Session 1527: Borders as Areas of Control

Thursday 7 July 2022, 09.00-10.30

Moderator/Chair:Lucas Villegas-Aristizábal, Bader International Study Centre, Herstmonceux Castle, Queen's University, Ontario
Paper 1527-aBorder inside Borders: Forms and Functions of Boundaries Related to Medieval Castles in the Rural Landscape
(Language: English)
Martina Bernardi, Dipartimento di Studi Umanistici, Università degli Studi Roma Tre
Index terms: Archaeology - General, Archaeology - Sites
Paper 1527-bSettlements and Frontiers around São Mamede's Hill in the Middle Ages
(Language: English)
Ana Cristina Santos Leitão, Faculdade de Letras, Universidade de Lisboa
Index terms: Historiography - Medieval, Local History
Paper 1527-c(Illegally) Crossing Thresholds: Passing as Animals in the Human-Controlled Landscape
(Language: English)
Anthony Revelle, Department of Romance Languages & Literatures, University of Michigan
Index terms: Language and Literature - French or Occitan
Abstract

Paper -a:
Castles are fortified structures that have shown different forms and functions over the centuries, closely related to the historical and territorial context in which the structures were built. However, these realities in the rural landscape have two characteristics connected with boundaries and landscape: to border and to be borded. Castles often (but not always during the Middle Ages) have the function of enclosing the population within the walls, but at the same time these are structures located within other borders. This paper aims to illustrate all the borders evidence related to medieval castles in the Italian context.

Paper -b:
The main research question of this PhD dissertation is the formation of the urban network composed by 8 villages, located around the Serra de São Mamede. The spatio-temporal delimitation of the research field, is in Alto Alentejo region in the kingdom of Portugal and the chronological scope defined is from the 13th to 15th centuries.

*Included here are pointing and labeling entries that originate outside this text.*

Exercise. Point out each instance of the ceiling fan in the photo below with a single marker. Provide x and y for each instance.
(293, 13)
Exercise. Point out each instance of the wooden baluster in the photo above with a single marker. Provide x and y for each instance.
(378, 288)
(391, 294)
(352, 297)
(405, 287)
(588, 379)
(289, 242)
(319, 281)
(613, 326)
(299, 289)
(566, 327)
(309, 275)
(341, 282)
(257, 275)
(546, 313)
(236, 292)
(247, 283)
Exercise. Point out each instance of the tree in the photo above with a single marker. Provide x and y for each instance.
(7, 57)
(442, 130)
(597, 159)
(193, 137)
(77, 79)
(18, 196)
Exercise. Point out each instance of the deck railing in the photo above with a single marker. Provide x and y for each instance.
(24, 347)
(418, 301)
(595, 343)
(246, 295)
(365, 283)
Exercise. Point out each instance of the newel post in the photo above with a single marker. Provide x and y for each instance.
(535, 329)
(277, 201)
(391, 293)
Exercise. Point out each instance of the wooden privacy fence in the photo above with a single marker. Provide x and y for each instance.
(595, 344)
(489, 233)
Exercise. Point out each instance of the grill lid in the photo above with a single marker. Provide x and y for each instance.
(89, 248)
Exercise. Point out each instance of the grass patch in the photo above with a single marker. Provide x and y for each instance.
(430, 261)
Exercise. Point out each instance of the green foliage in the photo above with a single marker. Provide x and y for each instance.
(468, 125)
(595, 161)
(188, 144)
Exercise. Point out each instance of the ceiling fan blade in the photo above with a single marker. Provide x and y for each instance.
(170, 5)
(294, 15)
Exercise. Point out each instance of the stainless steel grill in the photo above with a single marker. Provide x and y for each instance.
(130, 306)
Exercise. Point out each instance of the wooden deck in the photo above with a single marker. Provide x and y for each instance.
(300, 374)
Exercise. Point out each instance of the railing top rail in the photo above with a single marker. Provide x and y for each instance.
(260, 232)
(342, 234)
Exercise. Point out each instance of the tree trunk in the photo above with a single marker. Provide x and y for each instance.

The network originated in the process of Christian reconquest, of Iberia Peninsula, and was created from the need to populate an almost desert area that needed to be occupied in order to create a land border with the kingdom of Castile in an offensive/defensive logic for that territory, which represented a strategic physical barrier.

Paper -c:
In Guillaume de Palerne, written c.1200 in Old French, the daughter of the emperor of Rome escapes her father's authority by fleeing the city disguised as a bear with the young knight she wants to marry. The lovers' flight depends upon their ability to pass as animals as their journey involves a succession of landscapes (countryside, wilderness, gardens, and a quarry) that are all, in various ways, under the dominion of the emperor or of other lords. This paper proposes to read this chivalric romance in terms of how a medieval author imagines an animal perspective on landscapes that are designed for human intents. For this purpose, I read Guillaume de Palerne alongside a tale of the Roman de Renart, that stages the adventures of a noble fox robbing rich peasants and monks, for Renart presents a case study of envisioning a rural landscape at animal height while metaphorically reasserting the noble dominion over the countryside. This comparative approach aims to investigate the place of wild(er)ness within noble identities as within medieval landscapes, through the series of crossed thresholds staged in these texts.